Сознательная маргинальность проявлялась и в непропорционально высокой доле среди интеллектуалов национальных и религиозных меньшинств: протестантов, евреев, эльзасцев и других не-французов с французским гражданством. Эксклюзивность определяла их общественную жизнь: наряду с еще вполне не опереточными масонскими ложами и «философскими обществами» (sociétés de pensée) в начале XX столетия эти завзятые республиканцы вполне могли посещать даже старорежимные салоны, например, «четверги» «красной маркизы» Арконати-Висконти.
Главная форма социальной активности интеллектуалов – активное, но ограниченное по масштабам вмешательство в политические процессы путем мобилизации общественного мнения, «ангажирование» (engagement). Такие акции были рассчитаны на массовый отклик с обязательной тотальной мобилизацией прессы. Но по своей сути идея и реализация носили элитарный характер, с опорой на символический вес отдельных громких имен вроде Золя. Таким образом, intellectuels представлялись элитой – но элитой универсальной, в отличие от бюро– и плутократических буржуазных элит.
В пику Наполеону интеллектуалы определяют себя как коллективного идеолога, своего рода политрука при обществе: «образованный человек <…> который с необходимостью является человеком политическим, производителем или потребителем идеологии». Отношение интеллектуалов к государству при этом двойственное: часто сами государственные служащие, они стремились не «раствориться» в нем, как немецкие мандарины, а желали брака по расчету. На первом плане отношений с государством – ключевое понятие «автономии». Имеется в виду не академическая свобода в духе Вильгельма фон Гумбольдта, а возможность независимой общественно-политической позиции и активного политического вмешательства.
Французская модель, в свою очередь, очень скоро стала оказывать влияние на соседей, прежде всего за Рейном. Немецкий интеллектуал – Томас Манн в полемике со своим братом Генрихом называет этот тип литератором – в пику «аполитическому» образованному бюргеру выстраивал свое самосознание безусловно ангажированного участника общественной жизни, критичного по отношению к господствующим моделям и социальным иерархиям.
После Первой мировой войны в трактате о «Предательстве интеллектуалов» (La trahison des clercs, 1927) Жюльен Бенда теоретизировал представление о жрецах светской религии, определяющее для самосознания поколений французской интеллигенции начиная с Просвещения, и выступил за их внепартийную «надмирную» позицию.

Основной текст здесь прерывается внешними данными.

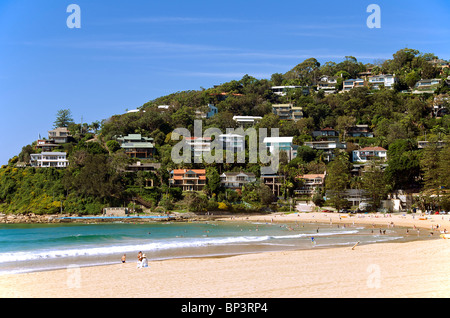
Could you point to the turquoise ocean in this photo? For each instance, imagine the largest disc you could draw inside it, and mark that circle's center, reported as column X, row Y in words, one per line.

Как всегда в таких случаях, однако, грань тонка: сам Бенда стал с 1930‐х compagnon de route (попутчиком) коммунистов, а после войны даже защищал политические процессы сталинизма, сравнивая их с делом Дрейфуса.
Главной ареной общественного служения интеллектуальных клерков в XX веке оставалось «воспитание нации». Одновременно с выходом памфлета Жюльена Бенда Третья республика после Первой мировой войны была названа «республикой профессоров». Возросшая общественно-политическая роль образованной элиты видна и в верхнем эшелоне власти: стоит вспомнить хотя бы занимавших высшие посты литературного критика Леона Блюма, профессора филологии Эдуарда Эррио или математика Поля Пенлеве. Роль духовных вождей нации берут на себя преподаватели лаицистской философии, особенно в привилегированных лицеях и высших школах.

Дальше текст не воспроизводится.